Known and suspected detention facilities in Kashgar, Hotan and Urumqi between Jan 2016 and Sep 2018. Source: Australian Strategic Policy Institute

Food and hi-tech electronic supply chains have been warned they may be caught up in the growing use of forced labour in China’s western Xinjiang province. 

The province is home to China’s Uyghur ethnic minority, which in recent years has been the subject of a government crackdown that has seen up to a million people detained in internment camps, amid reports of human rights violations, according to global risk analysis company Verisk Maplecroft. 

As more reports emerge about human rights abuses in China’s Xinjiang region against the indigenous Uyghur population, the likelihood of more companies being swept into controversy over the use of forced and child labour in Xinjiang increases,” said its senior commodities analyst, Ryan Aherin. 

The supply chains of apparel brands have already been linked to labour rights abuses, but there is evidence to suggest these violations could move beyond the sector and even China’s borders, as raw materials produced in Xinjiang are being used in manufacturing in other countries,” he added. 

The official Chinese government line on the camps is that they are for re-education, to integrate Uyghurs into Han Chinese society and “improve their economic wellbeing“. 

However, there have been widespread reports that the camps are also being used as manufacturing facilities, using forced and child labour, particularly in the food and apparel sectors, despite government denials. 

We researched reports in Chinese language media that contained statements from government officials about the types of ‘vocational training’ that detainees are receiving in the camps. These state that many camps provide training in apparel and footwear manufacturing, food processing and electronics manufacturing,” said Mr Aherin.

It is likely that if components for these sectors are being made by detainees, the government will do its best to make them untraceable to other supply chains.”  

He added that the greatest raw material risk was linked to the production of cotton.
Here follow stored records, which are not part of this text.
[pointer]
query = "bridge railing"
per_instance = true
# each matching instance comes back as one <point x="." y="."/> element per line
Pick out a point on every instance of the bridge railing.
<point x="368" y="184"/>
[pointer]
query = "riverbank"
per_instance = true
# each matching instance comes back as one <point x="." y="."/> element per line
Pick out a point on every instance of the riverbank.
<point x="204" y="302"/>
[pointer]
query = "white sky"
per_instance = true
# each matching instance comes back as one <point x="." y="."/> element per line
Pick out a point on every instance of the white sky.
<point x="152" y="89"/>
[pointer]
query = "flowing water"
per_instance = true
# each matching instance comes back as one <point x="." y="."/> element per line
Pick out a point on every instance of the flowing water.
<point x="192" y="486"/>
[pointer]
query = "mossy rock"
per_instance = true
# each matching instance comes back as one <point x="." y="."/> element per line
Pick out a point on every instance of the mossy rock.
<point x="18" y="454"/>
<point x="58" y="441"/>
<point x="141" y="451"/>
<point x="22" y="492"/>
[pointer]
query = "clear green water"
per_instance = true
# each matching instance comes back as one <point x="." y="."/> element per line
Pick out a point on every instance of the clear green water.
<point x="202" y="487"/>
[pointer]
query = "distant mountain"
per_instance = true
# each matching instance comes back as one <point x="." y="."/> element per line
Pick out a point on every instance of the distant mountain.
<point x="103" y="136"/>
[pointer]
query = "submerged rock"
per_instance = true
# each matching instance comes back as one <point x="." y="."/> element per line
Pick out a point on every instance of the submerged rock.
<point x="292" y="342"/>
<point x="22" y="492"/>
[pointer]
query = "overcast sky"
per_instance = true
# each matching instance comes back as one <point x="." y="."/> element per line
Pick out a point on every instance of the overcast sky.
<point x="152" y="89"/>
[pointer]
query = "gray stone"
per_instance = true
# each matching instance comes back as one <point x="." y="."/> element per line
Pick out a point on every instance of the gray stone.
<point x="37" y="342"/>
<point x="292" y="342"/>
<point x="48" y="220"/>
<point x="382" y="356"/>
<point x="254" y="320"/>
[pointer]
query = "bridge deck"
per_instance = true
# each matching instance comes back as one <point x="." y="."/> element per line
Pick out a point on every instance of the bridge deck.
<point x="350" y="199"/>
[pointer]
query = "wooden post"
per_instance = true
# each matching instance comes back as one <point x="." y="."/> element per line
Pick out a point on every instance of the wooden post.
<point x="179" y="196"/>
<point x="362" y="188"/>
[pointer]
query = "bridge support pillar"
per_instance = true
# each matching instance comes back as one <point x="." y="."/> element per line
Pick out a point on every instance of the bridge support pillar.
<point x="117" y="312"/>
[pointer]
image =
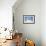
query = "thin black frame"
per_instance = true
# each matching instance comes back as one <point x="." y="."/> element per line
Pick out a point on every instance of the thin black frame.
<point x="29" y="23"/>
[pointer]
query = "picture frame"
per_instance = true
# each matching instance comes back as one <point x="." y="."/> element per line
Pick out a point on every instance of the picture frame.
<point x="28" y="19"/>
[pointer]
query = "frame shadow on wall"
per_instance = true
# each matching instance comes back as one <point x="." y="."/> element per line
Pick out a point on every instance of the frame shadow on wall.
<point x="28" y="19"/>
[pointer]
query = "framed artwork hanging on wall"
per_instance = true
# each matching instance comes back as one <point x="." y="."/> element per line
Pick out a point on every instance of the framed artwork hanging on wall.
<point x="28" y="19"/>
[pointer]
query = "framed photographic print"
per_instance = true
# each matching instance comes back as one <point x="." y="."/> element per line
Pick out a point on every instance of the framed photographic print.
<point x="28" y="19"/>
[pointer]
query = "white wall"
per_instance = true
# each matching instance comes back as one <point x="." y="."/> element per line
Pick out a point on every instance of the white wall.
<point x="6" y="13"/>
<point x="31" y="31"/>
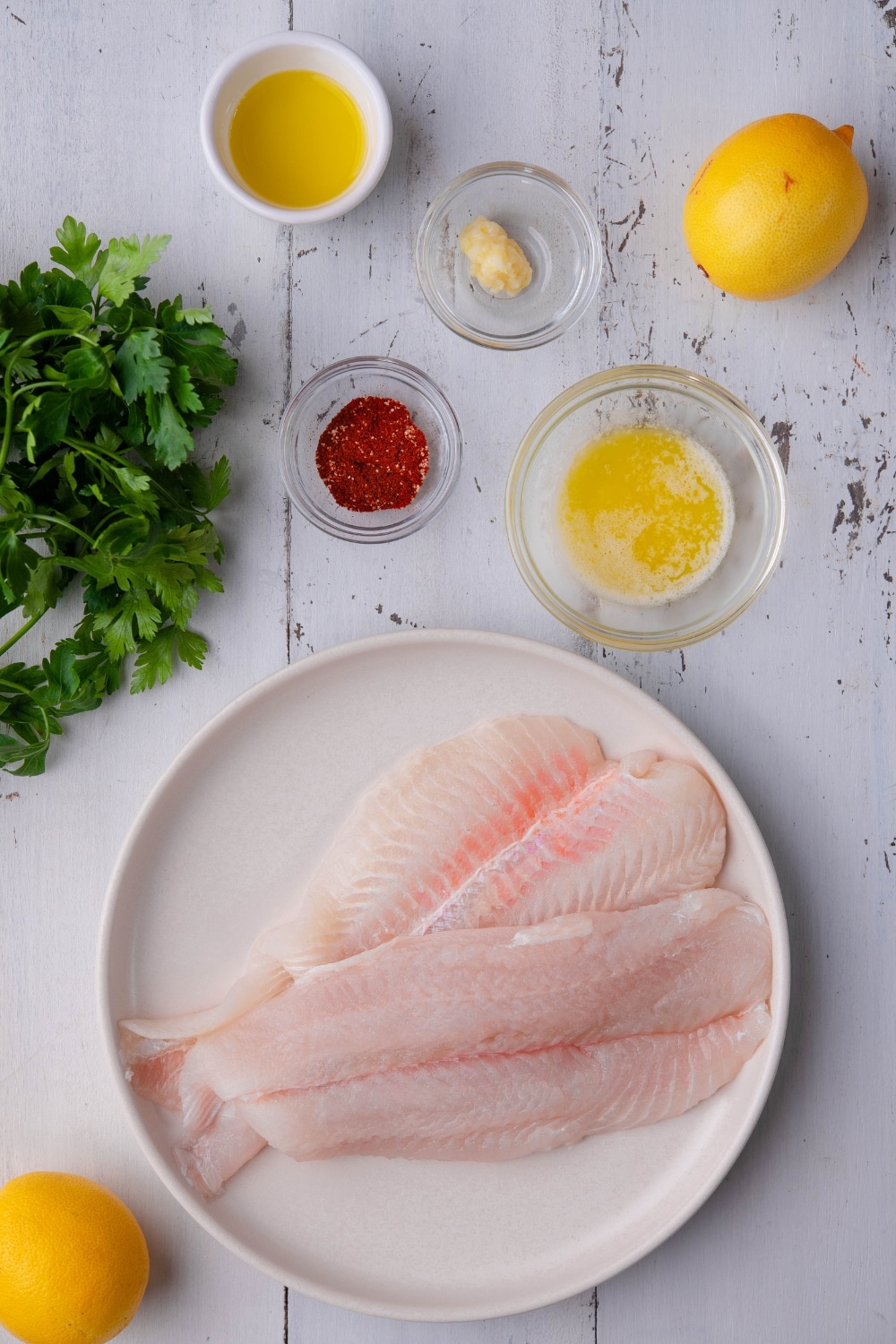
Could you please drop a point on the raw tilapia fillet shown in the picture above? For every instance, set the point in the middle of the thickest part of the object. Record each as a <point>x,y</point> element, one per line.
<point>603,836</point>
<point>500,1107</point>
<point>578,978</point>
<point>638,831</point>
<point>414,838</point>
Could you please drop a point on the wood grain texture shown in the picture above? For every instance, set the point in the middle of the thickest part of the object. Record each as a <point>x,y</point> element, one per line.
<point>624,99</point>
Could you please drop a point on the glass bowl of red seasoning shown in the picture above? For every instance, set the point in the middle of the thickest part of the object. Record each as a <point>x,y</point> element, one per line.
<point>370,449</point>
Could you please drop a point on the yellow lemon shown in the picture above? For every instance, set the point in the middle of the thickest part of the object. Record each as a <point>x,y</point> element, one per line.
<point>73,1260</point>
<point>775,207</point>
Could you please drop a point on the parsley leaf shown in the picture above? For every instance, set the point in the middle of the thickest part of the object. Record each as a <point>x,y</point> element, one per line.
<point>99,394</point>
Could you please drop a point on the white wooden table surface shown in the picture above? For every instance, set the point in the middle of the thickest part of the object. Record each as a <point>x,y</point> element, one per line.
<point>624,99</point>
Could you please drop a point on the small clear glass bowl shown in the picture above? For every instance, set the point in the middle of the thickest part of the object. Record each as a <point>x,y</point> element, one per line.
<point>646,394</point>
<point>554,228</point>
<point>314,406</point>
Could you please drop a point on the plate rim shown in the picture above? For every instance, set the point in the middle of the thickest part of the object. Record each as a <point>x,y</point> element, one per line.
<point>535,1298</point>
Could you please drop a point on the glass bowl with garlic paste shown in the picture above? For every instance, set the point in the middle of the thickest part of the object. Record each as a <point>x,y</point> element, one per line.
<point>646,507</point>
<point>527,228</point>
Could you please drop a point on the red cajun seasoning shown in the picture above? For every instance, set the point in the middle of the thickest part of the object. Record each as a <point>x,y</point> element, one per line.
<point>373,454</point>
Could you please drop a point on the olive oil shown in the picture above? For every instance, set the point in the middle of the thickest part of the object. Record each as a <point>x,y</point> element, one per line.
<point>297,139</point>
<point>645,515</point>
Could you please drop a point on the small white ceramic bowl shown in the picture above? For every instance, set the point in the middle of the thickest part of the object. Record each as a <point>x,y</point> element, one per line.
<point>295,51</point>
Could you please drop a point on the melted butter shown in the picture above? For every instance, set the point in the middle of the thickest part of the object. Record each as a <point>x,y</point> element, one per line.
<point>645,515</point>
<point>297,139</point>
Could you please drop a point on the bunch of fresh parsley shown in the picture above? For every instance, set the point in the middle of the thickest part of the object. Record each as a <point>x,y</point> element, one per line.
<point>99,395</point>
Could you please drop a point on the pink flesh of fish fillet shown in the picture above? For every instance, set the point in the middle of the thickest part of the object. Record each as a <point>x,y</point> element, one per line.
<point>417,835</point>
<point>629,833</point>
<point>573,980</point>
<point>500,1107</point>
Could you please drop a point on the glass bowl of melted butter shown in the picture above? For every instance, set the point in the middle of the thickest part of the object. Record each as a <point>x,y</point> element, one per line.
<point>646,508</point>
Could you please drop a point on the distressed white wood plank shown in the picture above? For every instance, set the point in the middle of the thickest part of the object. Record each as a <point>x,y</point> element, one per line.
<point>104,104</point>
<point>454,105</point>
<point>567,1322</point>
<point>624,99</point>
<point>797,698</point>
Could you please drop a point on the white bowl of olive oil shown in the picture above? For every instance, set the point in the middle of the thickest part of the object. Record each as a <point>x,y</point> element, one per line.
<point>296,126</point>
<point>646,507</point>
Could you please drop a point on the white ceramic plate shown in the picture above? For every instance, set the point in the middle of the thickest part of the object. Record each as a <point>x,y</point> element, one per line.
<point>220,851</point>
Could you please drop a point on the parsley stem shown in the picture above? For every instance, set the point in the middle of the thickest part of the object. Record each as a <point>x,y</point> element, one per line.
<point>7,432</point>
<point>56,521</point>
<point>23,629</point>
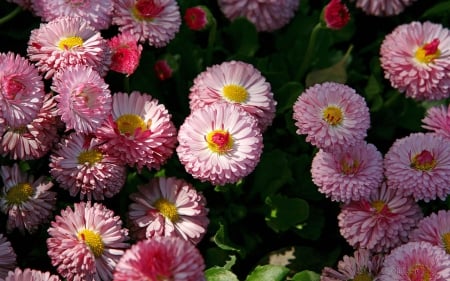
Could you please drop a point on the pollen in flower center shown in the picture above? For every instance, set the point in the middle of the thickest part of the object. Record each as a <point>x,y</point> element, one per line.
<point>70,42</point>
<point>19,193</point>
<point>167,209</point>
<point>235,93</point>
<point>93,240</point>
China is the world’s largest producer and, according to China’s National Bureau of Statistics, 74.4% of its cotton is produced in Xinjiang.  
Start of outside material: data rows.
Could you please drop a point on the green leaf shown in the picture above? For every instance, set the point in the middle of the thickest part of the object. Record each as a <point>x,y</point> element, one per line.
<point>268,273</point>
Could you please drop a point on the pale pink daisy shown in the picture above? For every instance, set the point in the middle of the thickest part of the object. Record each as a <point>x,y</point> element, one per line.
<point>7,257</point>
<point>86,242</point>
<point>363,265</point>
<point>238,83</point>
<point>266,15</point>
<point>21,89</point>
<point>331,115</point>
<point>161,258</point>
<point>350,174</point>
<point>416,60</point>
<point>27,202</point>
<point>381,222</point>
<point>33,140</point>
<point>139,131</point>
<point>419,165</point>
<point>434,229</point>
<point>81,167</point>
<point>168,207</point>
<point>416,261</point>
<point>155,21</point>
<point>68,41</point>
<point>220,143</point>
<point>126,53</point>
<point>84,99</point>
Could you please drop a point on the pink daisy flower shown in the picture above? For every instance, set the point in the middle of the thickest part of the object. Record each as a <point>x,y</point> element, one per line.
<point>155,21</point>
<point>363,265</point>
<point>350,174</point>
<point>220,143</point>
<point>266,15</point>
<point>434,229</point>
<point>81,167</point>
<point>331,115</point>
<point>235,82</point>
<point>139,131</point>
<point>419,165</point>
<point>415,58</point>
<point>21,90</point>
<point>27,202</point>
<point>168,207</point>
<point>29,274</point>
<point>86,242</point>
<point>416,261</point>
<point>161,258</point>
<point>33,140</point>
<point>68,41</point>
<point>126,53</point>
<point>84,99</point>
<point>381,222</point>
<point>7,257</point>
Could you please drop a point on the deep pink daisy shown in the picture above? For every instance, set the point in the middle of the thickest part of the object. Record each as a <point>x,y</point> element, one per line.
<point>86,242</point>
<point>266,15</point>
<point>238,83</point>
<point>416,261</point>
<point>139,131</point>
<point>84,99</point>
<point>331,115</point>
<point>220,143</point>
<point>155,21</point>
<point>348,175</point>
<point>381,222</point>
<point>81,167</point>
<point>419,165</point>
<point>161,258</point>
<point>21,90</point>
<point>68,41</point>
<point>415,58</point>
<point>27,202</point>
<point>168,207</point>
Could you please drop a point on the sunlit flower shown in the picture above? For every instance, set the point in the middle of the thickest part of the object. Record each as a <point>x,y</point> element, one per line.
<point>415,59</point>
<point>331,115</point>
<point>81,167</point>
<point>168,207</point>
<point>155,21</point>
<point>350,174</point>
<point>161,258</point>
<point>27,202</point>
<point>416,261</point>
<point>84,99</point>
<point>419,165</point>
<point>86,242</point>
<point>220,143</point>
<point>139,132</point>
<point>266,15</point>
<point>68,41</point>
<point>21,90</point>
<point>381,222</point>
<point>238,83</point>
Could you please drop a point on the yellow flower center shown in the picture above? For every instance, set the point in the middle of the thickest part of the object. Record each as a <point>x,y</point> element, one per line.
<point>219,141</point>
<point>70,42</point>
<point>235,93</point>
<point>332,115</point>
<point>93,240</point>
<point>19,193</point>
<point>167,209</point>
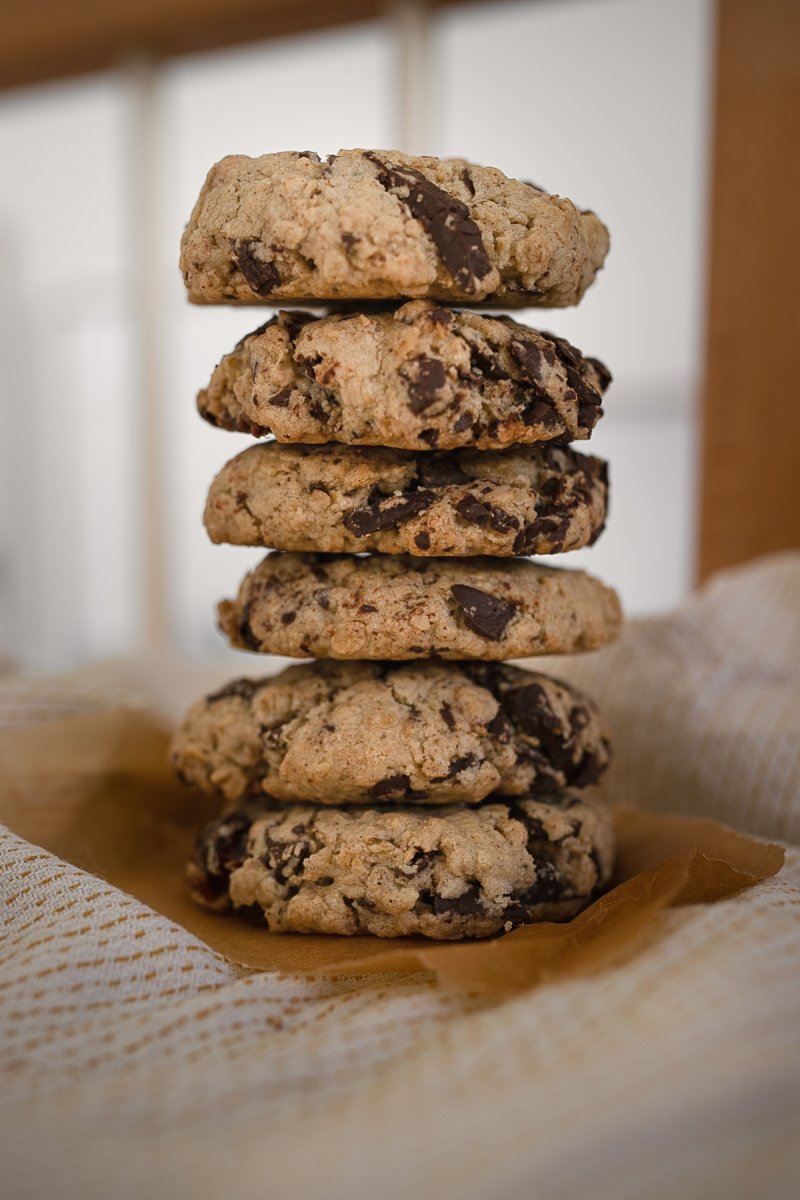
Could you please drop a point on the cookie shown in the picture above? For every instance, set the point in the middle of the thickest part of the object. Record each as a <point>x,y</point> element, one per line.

“According to our commodity risk assessment, Chinese cotton has been directly linked to child and forced labour, as women and children have had to work in the cotton harvest to make up for the lost wages of detained men.    

Due to the prevalence of Chinese cotton in the global apparel industry – China is a major exporter of cotton-based textiles to other garment producers in the region such as Bangladesh, Cambodia and Vietnam – links to abuses in Xinjiang are likely to spread well beyond China’s borders.  
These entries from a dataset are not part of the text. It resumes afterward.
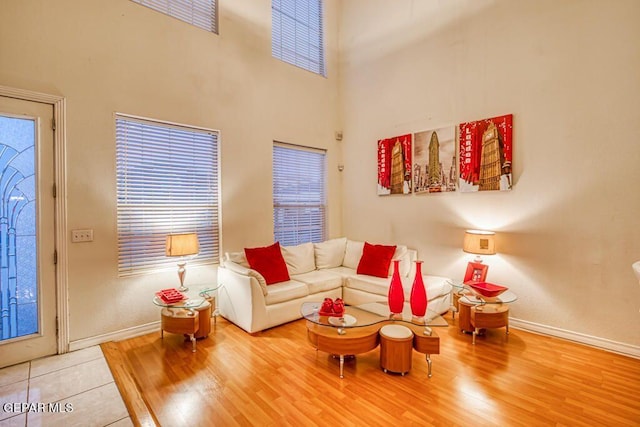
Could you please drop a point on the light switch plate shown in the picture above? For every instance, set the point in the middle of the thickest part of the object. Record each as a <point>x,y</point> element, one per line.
<point>78,236</point>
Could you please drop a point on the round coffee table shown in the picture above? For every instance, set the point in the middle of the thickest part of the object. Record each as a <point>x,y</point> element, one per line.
<point>358,331</point>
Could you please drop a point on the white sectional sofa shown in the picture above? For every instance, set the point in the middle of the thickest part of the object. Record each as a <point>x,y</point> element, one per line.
<point>317,271</point>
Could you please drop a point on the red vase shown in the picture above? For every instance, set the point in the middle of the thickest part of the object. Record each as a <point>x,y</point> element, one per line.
<point>418,298</point>
<point>396,293</point>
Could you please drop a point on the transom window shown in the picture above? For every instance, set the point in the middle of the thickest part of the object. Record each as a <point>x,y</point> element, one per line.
<point>167,183</point>
<point>299,200</point>
<point>296,33</point>
<point>201,13</point>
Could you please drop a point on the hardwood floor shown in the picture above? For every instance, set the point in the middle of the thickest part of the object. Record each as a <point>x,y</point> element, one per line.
<point>276,378</point>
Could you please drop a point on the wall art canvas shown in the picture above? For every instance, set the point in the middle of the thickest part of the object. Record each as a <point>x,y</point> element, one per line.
<point>394,165</point>
<point>435,166</point>
<point>486,148</point>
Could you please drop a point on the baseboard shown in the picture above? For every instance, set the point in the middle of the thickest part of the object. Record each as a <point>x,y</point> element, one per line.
<point>613,346</point>
<point>120,335</point>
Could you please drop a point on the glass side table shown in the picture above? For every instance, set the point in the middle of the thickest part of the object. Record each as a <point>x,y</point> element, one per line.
<point>477,312</point>
<point>190,316</point>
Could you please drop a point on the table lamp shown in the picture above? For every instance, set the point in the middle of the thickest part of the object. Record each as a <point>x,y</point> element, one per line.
<point>182,246</point>
<point>479,242</point>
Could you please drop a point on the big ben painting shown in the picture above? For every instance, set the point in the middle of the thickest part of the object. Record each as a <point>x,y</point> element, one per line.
<point>486,148</point>
<point>394,165</point>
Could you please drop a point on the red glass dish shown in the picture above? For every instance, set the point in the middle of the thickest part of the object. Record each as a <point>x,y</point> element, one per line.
<point>487,289</point>
<point>170,296</point>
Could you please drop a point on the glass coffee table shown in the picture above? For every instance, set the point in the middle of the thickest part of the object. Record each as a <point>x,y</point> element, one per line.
<point>357,330</point>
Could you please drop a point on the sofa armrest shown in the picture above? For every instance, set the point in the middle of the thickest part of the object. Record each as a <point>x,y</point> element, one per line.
<point>242,270</point>
<point>241,299</point>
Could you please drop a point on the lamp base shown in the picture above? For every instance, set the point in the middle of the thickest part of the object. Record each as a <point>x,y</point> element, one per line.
<point>182,272</point>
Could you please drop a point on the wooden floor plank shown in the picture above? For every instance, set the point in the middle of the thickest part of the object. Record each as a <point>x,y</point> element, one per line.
<point>275,378</point>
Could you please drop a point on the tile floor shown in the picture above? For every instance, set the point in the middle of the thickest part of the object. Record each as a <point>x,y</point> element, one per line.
<point>73,389</point>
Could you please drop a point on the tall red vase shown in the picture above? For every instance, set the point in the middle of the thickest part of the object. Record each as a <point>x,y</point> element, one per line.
<point>396,293</point>
<point>418,298</point>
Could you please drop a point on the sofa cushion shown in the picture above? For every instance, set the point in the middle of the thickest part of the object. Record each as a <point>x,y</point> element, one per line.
<point>402,254</point>
<point>330,253</point>
<point>238,258</point>
<point>285,291</point>
<point>299,259</point>
<point>375,260</point>
<point>269,262</point>
<point>352,254</point>
<point>320,280</point>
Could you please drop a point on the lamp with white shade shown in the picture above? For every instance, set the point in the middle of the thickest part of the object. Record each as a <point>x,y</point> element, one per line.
<point>182,246</point>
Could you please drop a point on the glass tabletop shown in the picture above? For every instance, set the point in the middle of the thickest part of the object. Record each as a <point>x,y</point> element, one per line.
<point>195,297</point>
<point>368,314</point>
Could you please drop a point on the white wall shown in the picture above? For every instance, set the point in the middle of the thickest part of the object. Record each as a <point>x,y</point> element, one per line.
<point>568,72</point>
<point>117,56</point>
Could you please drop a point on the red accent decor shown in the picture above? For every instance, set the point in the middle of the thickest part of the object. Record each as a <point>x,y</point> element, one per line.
<point>418,298</point>
<point>487,289</point>
<point>396,293</point>
<point>170,296</point>
<point>332,308</point>
<point>269,262</point>
<point>375,260</point>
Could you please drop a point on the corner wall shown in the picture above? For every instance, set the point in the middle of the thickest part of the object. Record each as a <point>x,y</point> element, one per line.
<point>568,71</point>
Other materials to look out for include cashmere wool, which is often imported into the region from Mongolia to be processed in factories,” Mr Aherin added.  

Xinjiang is also on the key gateways of China’s Belt and Road with its strategic location adjacent to Kazakhstan and as a host to one of the main rail arteries connecting Europe with Asia. 

As China expands its Belt and Road initiative, Xinjiang will be a major springboard for Chinese economic activity into Central Asia. The region’s importance is one of the driving factors behind Beijing’s tightening grip over Uyghur communities.  Therefore, abuses faced by local communities are also likely to escalate,” Mr Aherin said.